It’s been an interesting few days for Apple and their Safari web browser. On Monday, Apple released a PC version of Safari 3 (beta) at the 2007 Worldwide Developers Conference. But within a few hours, Internet security specialists and hackers had uncovered several bugs capable of crashing the Windows operating system as well as a major security flaw making it possible to remotely take control a PC without the owners knowledge.
Just hours after Apple made Safari 3 available for Windows, David Maynor from Errata Security and independent expert Aviv Raff both blogged about the Safari security bugs they found.
“I can’t speak for anybody else, but the bugs [I] found in the beta copy of Safari on Windows work on the production copy on OS X as well… The exploit is robust mostly thanks to the lack of any kind of advanced security features in [Mac] OS X.” erratasec.blogspot.com
“A first glance at the debugger showed me that this memory corruption might be exploitable. Although, I’ll have to dig more to be sure of that. Again, this is just a beta version. But, don’t you hate those pathetic claims?” net-security.org
At last count, 6 total bugs in Safari have been recorded despite this claim on the Safari 3 download page: “Apple engineers designed Safari to be secure from day one.”
But hell, Safari 3 is just a beta version, it’s supposed to have bugs, right?
So why did Apple decide to make their Safari web browser Windows compatible in the first place? Three reasons come to mind:
- A cross platform web browser will encourage web developers to create web-based programs for the iPhone and make their sites more compatible for existing Safari (Mac) users.
- A PC version of Safari is an opportunity to expose Windows users to another Apple product. Apple hopes PC users will enjoy their Safari experience and think about getting a Mac the next time they get a new computer. So far, they are off to a pretty bad start.

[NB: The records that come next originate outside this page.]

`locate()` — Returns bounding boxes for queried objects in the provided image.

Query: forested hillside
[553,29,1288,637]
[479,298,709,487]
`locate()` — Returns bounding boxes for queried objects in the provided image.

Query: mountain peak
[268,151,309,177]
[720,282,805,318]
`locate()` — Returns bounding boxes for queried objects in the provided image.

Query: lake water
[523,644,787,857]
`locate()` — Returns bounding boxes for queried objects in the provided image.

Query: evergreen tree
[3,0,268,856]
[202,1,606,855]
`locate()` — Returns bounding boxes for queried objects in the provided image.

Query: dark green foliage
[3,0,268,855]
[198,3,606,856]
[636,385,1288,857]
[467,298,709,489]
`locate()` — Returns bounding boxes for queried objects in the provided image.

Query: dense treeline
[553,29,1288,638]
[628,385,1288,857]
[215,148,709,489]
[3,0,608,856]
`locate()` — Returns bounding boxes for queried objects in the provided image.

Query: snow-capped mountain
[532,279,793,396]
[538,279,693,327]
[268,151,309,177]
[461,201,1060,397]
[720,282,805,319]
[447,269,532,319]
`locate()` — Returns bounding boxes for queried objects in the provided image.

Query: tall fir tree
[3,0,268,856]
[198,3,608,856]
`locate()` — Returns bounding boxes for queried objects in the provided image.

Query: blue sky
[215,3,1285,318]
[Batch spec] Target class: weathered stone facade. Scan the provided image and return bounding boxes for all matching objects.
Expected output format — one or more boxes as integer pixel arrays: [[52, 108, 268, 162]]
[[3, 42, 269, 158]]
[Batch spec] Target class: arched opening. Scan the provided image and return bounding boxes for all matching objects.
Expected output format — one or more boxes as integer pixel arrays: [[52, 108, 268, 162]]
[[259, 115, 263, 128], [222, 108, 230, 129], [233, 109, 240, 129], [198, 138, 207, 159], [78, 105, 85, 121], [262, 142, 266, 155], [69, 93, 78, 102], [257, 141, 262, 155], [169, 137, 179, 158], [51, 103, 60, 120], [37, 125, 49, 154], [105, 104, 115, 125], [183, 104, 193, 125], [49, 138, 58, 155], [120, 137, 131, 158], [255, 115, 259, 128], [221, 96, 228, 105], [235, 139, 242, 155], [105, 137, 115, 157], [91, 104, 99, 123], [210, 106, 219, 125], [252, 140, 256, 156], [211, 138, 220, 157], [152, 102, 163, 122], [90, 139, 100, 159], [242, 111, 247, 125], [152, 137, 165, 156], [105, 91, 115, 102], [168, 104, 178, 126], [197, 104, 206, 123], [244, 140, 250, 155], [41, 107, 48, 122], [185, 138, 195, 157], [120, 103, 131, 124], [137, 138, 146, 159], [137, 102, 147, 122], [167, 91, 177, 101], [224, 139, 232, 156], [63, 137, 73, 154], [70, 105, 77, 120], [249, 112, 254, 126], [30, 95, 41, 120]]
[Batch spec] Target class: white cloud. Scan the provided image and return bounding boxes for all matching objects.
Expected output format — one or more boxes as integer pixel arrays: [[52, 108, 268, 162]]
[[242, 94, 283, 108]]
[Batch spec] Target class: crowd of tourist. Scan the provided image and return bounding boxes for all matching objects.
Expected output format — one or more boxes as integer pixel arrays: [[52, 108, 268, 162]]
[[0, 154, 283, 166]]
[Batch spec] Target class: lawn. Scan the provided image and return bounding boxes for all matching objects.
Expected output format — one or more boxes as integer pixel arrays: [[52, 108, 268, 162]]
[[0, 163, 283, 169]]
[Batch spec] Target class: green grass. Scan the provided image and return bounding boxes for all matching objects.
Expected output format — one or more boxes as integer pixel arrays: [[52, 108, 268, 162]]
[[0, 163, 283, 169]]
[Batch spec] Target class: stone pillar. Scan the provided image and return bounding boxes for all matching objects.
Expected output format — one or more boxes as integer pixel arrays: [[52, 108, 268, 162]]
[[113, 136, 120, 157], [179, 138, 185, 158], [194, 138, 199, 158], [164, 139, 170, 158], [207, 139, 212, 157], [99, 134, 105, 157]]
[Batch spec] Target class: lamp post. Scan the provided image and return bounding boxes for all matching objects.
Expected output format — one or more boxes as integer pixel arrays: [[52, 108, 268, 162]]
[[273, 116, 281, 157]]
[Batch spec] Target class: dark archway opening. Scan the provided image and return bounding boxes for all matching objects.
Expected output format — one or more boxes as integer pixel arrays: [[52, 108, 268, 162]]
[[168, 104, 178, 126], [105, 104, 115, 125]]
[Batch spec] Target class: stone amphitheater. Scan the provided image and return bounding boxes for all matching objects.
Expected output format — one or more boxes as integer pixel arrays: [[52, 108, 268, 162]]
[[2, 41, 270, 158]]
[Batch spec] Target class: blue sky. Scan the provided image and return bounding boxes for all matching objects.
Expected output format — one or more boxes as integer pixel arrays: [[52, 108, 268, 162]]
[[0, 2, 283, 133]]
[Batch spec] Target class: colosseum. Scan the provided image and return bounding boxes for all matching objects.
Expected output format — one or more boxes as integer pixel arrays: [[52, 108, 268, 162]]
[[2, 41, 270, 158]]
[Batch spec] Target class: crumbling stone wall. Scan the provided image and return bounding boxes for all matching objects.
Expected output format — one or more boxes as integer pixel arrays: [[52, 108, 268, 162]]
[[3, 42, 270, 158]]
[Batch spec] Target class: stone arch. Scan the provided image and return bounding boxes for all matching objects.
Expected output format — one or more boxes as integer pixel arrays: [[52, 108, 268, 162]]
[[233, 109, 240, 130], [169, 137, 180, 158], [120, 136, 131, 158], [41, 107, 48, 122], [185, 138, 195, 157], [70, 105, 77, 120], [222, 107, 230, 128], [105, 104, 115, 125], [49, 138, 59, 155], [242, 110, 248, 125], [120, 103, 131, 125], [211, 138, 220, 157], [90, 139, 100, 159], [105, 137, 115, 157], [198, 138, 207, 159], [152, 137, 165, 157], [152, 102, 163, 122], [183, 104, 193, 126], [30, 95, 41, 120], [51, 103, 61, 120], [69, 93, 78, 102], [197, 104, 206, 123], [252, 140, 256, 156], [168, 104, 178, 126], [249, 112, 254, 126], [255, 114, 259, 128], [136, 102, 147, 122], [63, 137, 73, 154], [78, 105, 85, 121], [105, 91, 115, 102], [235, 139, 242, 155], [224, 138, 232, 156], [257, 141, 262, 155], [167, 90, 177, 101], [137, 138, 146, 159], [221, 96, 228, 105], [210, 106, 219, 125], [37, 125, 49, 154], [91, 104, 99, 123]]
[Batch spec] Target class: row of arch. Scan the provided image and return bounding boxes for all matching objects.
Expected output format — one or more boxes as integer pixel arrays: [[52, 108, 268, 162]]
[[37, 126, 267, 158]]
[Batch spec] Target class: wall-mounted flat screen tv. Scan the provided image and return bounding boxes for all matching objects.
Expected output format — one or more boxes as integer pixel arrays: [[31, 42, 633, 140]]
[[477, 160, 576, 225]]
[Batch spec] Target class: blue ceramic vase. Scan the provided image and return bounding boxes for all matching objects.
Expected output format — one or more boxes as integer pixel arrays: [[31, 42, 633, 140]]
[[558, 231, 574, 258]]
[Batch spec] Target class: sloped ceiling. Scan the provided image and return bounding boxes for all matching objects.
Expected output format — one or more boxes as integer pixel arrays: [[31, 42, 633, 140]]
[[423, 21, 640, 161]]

- Search dollars. The little search box in the upper right corner of the Firefox web browser is a major revenue generator. Every time you use that little search box, the browser manufacturer makes money off the search ads you are exposed to when you are taken to the results page. I’ve seen reports that Firefox (an open source project) made around over $50 million dollars from that little search box in 2006 alone.